Because the paper edition of the newspaper has become nearly impossible to purchase, the publishers of Charlie Hebdo have released a digital copy as a mobile application on Android, iOS, and Windows Phone. Prior to today Charlie Hebdo was not available on the Play Store in any form. The single Play Store listing for Charlie Hebdo (an app, not a newspaper or magazine) is a free download that currently offers the French edition of the digital newspaper as a $3.54 (3 euro) in-app purchase. The 16-page issue can be read in a typical magazine style, though there is no special formatting for mobile and the pages are presented full-size, requiring considerable zooming to read the articles.
The Charlie Hebdo app is compatible with all Android phones and tablets running version 4.0.3 or higher. The publishers have promised to make translations of the issue available in English, Spanish, and Arabic, with the English edition due later today, but it's currently unclear if translated versions will be available in this or other mobile apps.

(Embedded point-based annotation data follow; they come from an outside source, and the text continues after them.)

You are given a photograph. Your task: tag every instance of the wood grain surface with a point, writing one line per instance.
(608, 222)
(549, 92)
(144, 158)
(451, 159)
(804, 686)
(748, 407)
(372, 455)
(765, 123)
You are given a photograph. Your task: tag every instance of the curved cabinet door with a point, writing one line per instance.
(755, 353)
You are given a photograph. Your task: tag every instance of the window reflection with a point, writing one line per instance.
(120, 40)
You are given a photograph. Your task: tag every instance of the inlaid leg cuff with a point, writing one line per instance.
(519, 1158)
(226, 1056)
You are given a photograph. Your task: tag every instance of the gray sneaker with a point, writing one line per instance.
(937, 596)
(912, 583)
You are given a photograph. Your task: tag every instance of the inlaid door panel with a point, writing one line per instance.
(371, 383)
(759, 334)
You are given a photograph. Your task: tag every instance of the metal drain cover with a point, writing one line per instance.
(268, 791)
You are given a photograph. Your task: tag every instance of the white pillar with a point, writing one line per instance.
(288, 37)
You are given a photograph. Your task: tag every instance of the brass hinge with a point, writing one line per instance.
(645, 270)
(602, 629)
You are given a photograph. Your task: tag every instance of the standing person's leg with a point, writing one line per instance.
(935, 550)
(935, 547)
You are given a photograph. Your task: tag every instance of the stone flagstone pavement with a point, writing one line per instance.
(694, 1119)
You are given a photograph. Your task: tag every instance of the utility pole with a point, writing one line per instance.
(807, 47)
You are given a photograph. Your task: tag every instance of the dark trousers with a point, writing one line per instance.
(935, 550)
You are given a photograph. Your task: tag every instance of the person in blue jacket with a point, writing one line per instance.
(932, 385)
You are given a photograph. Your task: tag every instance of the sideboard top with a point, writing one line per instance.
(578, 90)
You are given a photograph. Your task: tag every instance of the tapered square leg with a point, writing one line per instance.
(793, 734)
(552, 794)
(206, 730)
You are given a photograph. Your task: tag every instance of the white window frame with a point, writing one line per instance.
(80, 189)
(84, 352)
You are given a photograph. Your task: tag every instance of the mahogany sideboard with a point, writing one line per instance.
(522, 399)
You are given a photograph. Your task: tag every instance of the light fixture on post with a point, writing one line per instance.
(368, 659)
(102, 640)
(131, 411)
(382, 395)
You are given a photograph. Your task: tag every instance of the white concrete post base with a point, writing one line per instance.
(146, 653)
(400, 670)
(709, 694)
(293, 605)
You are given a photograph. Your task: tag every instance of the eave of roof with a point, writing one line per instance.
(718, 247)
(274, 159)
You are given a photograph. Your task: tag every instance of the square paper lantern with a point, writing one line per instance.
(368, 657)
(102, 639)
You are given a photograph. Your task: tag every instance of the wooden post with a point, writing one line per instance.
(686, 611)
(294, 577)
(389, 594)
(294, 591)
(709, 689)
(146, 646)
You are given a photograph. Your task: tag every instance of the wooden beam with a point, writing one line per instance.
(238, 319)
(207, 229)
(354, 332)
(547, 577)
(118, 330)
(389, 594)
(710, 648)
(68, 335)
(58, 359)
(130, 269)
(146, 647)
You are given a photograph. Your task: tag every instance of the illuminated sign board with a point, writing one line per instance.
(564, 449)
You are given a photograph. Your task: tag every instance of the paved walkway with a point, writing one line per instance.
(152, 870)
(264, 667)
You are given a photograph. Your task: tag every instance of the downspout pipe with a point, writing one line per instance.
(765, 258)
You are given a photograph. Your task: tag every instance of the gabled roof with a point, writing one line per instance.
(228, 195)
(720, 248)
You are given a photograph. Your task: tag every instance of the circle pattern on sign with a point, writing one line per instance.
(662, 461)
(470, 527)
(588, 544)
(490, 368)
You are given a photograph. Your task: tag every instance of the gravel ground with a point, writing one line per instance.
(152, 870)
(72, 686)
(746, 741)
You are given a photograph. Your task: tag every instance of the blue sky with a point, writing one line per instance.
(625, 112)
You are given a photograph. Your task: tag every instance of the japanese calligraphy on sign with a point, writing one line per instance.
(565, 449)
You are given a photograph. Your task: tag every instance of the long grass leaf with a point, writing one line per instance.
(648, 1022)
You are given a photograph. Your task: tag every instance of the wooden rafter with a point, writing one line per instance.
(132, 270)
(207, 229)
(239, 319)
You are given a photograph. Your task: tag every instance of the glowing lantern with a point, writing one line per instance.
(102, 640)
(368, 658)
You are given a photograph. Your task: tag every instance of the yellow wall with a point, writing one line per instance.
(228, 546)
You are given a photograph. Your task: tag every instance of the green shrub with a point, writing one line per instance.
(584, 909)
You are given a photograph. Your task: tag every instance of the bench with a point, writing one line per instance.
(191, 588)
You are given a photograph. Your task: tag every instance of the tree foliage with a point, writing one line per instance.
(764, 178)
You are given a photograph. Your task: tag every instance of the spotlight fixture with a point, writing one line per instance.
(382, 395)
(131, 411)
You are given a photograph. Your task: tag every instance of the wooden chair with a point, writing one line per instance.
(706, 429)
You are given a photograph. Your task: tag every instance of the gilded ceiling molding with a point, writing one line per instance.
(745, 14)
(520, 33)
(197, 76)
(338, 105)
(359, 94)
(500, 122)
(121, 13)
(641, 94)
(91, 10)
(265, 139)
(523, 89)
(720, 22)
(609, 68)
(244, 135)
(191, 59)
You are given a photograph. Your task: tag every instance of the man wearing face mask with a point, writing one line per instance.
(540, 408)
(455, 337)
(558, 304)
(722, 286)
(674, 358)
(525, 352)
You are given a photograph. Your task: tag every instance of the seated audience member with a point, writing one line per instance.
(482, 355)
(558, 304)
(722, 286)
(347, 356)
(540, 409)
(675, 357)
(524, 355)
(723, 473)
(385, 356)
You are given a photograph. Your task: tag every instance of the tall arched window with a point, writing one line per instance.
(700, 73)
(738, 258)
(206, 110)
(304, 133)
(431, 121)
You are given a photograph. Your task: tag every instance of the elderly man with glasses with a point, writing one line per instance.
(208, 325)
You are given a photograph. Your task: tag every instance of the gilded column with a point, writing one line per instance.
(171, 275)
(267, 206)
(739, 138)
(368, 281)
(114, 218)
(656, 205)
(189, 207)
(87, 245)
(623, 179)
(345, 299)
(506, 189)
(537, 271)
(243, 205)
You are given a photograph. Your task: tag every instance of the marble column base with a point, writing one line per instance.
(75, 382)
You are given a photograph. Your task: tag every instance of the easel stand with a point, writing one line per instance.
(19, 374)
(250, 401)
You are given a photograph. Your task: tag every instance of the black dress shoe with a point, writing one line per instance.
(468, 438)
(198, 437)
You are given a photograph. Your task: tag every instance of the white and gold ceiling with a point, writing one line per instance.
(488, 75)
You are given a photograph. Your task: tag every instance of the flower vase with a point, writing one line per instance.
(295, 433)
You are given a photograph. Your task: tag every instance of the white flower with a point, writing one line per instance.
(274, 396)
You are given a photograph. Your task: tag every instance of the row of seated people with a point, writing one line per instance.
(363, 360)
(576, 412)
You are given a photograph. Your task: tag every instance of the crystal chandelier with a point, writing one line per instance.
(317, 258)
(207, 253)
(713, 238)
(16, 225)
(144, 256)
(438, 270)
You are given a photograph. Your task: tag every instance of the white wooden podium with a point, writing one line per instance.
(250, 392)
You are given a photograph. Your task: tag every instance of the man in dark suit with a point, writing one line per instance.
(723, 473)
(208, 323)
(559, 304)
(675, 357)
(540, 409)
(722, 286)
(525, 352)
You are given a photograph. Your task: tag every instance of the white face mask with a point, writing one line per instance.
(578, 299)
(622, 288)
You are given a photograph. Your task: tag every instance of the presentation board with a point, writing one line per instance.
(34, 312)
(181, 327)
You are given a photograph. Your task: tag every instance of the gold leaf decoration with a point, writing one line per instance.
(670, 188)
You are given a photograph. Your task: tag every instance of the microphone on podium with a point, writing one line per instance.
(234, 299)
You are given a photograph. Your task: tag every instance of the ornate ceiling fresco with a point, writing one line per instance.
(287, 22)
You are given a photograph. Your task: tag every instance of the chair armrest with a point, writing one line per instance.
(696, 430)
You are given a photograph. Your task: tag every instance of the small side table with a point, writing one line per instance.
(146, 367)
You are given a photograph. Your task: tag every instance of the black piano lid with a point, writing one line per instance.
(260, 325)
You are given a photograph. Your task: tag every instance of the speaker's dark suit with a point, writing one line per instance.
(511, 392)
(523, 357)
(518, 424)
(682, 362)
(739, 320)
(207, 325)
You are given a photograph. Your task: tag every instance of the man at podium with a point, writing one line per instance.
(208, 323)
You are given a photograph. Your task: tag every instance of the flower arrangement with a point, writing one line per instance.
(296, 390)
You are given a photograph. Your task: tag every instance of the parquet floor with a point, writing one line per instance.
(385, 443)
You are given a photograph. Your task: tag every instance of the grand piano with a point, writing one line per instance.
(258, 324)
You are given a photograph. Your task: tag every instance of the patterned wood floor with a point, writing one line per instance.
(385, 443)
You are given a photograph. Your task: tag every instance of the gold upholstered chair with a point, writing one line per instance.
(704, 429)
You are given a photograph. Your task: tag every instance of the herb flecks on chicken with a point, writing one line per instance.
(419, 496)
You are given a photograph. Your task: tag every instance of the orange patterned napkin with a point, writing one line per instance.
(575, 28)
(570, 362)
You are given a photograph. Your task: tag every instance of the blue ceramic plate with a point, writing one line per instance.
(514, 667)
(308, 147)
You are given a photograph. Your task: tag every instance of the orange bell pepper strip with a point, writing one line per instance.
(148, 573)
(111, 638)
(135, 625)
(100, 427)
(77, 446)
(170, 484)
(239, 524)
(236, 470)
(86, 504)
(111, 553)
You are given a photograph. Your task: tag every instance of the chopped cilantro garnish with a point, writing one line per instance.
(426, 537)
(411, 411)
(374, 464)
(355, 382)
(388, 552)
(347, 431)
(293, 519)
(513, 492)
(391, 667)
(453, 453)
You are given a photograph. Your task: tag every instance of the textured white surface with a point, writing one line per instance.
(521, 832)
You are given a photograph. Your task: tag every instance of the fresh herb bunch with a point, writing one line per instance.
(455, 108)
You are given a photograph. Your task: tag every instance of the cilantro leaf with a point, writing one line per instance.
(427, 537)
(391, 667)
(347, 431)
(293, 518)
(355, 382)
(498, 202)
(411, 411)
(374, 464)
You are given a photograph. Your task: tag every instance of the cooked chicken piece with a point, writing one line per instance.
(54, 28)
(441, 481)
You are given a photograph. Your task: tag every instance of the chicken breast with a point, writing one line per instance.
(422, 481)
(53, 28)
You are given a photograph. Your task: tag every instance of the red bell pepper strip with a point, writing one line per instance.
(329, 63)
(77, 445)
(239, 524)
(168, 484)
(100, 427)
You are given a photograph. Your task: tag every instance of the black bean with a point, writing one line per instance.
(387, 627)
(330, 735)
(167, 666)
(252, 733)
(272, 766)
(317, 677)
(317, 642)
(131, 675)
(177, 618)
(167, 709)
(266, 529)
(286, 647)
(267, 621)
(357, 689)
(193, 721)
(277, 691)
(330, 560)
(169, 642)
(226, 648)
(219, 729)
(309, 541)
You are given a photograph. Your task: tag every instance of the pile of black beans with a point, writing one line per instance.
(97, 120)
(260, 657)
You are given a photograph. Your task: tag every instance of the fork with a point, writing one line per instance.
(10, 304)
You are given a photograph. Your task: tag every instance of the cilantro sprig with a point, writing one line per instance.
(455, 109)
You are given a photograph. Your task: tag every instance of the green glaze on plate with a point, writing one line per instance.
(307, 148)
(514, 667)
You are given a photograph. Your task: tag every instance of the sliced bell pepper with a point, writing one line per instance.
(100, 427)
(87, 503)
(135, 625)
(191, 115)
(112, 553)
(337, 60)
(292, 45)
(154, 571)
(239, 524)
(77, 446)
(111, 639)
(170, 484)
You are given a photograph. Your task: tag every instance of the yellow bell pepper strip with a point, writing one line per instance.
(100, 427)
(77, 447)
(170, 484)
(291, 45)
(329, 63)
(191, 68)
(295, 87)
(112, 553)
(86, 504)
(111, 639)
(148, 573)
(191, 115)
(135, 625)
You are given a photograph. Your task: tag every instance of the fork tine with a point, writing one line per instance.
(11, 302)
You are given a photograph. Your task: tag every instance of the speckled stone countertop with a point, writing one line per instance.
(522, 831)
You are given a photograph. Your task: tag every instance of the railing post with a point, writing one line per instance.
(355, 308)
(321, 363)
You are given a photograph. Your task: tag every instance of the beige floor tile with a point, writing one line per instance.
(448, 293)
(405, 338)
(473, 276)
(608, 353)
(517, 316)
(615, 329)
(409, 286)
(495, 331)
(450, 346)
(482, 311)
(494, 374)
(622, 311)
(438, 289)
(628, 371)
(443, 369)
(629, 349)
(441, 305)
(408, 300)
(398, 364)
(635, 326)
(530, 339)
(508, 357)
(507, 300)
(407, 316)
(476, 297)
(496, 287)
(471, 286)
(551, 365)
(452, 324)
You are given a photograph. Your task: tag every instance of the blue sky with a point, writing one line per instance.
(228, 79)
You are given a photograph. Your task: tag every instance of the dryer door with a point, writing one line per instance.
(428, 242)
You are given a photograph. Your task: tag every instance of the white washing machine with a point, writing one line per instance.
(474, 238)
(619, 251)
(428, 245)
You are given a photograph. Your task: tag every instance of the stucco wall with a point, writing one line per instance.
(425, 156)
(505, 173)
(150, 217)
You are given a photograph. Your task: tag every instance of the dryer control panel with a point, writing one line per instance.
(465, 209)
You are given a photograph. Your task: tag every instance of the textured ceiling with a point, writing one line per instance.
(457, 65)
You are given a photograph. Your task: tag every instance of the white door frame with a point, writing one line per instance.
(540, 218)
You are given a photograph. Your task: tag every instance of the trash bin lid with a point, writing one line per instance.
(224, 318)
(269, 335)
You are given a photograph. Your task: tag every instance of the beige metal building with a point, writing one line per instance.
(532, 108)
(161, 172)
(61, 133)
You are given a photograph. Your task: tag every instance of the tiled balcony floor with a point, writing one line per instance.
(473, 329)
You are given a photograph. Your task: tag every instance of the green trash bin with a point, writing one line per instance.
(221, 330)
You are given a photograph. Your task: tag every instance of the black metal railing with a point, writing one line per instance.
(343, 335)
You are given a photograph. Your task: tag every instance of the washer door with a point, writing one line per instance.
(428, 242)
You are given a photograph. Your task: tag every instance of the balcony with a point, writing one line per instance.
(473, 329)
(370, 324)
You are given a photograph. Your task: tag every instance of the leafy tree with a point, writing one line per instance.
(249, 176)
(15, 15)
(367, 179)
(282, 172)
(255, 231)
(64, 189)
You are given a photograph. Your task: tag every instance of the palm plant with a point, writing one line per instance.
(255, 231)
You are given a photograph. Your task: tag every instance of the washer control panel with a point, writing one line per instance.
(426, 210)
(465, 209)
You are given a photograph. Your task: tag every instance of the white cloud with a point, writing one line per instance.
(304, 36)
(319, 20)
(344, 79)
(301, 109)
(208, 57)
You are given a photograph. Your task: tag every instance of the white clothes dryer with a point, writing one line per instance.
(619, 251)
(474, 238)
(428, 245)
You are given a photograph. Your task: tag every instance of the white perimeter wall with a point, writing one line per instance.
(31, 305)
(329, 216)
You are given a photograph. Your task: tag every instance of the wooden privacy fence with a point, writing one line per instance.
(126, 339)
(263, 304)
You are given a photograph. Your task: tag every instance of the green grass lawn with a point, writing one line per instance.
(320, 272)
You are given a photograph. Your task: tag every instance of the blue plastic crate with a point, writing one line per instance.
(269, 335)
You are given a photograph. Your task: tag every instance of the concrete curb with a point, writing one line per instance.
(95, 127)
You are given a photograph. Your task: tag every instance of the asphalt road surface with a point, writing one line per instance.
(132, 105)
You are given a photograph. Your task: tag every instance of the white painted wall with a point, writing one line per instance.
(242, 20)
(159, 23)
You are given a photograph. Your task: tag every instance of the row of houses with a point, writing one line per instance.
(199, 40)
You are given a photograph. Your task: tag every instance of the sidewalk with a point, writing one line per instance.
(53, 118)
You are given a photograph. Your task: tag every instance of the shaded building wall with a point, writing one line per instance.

It is possible, though unlikely, that Google may remove the Charlie Hebdo app from the Play Store. Google's Developer Program Policy forbids "depictions of gratuitous violence" and "sexually explicit or erotic content, icons, titles, or descriptions." Some of the cartoons contained in the edition qualify under both restrictions. The Developer Program also forbids hate speech, defining it as "content advocating against groups of people based on their race or ethnic origin, religion, disability, gender, age, veteran status, or sexual orientation/gender identity." Charlie Hebdo's previous editions have been called hate speech, particularly by religious commenters.